On Tue, Oct 16, 2018 at 03:37:15PM -0700, Andrew Morton wrote:
On Tue, 16 Oct 2018 08:46:06 +0100 Mel Gorman mgorman@suse.de wrote:
I consider this to be an unfortunate outcome. On the one hand, we have a problem that three people can trivially reproduce with known test cases and a patch shown to resolve the problem. Two of those three people work on distributions that are exposed to a large number of users. On the other, we have a problem that requires the system to be in a specific state and an unknown workload that suffers badly from the remote access penalties with a patch that has review concerns and has not been proven to resolve the trivial cases. In the case of distributions, the first patch addresses concerns with a common workload where on the other hand we have an internal workload of a single company that is affected -- which indirectly affects many users admittedly but only one entity directly.
At the absolute minimum, a test case for the "system fragmentation incurs access penalties for a workload" scenario that could both replicate the fragmentation and demonstrate the problem should have been available before the patch was rejected. With the test case, there would be a chance that others could analyse the problem and prototype some fixes. The test case was requested in the thread and never produced so even if someone were to prototype fixes, it would be dependant on a third party to test and produce data which is a time-consuming loop. Instead, we are more or less in limbo.
OK, thanks.
But we're OK holding off for a few weeks, yes? If we do that we'll still make it into 4.19.1. Am reluctant to merge this while discussion, testing and possibly more development are ongoing.

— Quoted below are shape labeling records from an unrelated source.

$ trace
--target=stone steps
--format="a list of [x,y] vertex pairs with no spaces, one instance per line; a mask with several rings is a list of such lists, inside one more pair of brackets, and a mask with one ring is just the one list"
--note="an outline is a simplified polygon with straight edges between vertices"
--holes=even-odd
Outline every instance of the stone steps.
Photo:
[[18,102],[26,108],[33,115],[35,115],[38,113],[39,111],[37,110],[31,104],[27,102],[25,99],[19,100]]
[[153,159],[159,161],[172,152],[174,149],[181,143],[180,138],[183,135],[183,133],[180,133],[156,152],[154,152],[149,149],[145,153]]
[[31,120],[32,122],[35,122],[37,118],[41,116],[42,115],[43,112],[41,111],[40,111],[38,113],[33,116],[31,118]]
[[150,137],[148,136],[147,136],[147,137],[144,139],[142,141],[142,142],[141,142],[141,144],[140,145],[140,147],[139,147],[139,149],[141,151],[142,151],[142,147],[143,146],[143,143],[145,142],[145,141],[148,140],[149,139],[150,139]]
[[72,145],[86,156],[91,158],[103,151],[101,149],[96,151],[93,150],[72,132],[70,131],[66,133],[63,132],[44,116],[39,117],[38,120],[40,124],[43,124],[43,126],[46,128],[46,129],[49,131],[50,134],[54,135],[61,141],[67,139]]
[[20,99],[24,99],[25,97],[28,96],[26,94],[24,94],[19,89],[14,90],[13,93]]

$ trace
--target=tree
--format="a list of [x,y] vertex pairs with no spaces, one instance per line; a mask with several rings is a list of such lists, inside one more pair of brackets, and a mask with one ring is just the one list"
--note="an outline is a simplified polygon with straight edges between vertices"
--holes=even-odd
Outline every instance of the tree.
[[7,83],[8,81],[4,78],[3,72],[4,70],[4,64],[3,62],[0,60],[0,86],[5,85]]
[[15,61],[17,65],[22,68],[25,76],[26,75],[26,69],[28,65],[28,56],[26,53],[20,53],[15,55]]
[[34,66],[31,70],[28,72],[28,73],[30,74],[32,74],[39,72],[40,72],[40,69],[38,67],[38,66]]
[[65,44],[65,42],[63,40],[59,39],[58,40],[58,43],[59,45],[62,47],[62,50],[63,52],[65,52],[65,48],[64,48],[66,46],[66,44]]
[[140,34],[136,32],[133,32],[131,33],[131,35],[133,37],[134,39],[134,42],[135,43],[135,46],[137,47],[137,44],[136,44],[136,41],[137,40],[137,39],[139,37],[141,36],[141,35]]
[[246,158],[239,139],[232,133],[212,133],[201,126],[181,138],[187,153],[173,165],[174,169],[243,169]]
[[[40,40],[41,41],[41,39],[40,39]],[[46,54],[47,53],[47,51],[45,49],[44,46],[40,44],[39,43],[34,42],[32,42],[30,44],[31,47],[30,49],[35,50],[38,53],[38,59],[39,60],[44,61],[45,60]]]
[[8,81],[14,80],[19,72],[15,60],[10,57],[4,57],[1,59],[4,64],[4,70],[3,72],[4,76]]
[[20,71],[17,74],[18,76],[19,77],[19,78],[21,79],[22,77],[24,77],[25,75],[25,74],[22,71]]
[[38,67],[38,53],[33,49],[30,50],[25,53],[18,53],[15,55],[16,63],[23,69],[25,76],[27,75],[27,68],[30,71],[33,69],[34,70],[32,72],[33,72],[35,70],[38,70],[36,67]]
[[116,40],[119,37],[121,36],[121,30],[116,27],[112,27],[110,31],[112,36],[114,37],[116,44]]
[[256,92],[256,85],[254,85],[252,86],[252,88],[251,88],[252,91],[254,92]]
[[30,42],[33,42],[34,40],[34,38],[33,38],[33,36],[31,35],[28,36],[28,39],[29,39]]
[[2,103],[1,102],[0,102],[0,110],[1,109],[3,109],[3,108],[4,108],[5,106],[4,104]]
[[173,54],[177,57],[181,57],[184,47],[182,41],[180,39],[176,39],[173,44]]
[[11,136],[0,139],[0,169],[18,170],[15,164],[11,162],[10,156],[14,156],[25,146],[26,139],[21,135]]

Without a test case that reproduces the Google case, we are a bit stuck. Previous experience indicates that just fragmenting memory is not enough to give a reliable case as unless the unmovable/reclaimable pages are "sticky", the normal reclaim can handle it. Similarly, the access pattern of the target workload is important as it would need to be something larger than L3 cache to constantly hit the access penalty. We do not know what the exact characteristics of the Google workload are but we know that a fix for three cases is not equivalent for the Google case.
The discussion has circled around wish-list items such as better fragmentation control, node-aware compaction, improved compact deferred logic and lower latencies with little in the way of actual specifics of implementation or patches. Improving fragmentation control would benefit from a workload that actually fragments so the extfrag events can be monitored as well as maybe a dump of pageblocks with mixed pages.
On node-aware compaction, that was not implemented initially simply because HighMem was common and that needs to be treated as a corner case -- we cannot safely migrate pages from zone normal to highmem. That one is relatively trivial to measure as it's a functional issue.
However, backing off compaction properly to maximise allocation success rates while minimising allocation latency and access latency needs a live workload that is representative. Trivial cases like the java workloads, nas or usemem won't do as they either exhibit special locality or are streaming readers/writers. Memcache might work but the driver in that case is critical to ensure the access penalties are incurred. Again, a modern example is missing.
As for why this took so long to discover, it is highly likely that it's due to VM's being sized such as they typically fit in a NUMA node so it would have avoided the worst case scenarios. Furthermore, a machine dedicated to VM's has fewer concerns with respect to slab allocations and unmovable allocations fragmenting memory long-term. Finally, the worst case scenarios are encountered when there is a mix of different workloads of variable duration which may be common in a Google-like setup with different jobs being dispatched across a large network but less so in other setups where a service tends to be persistent. We already know that some of the worst performance problems take years to discover.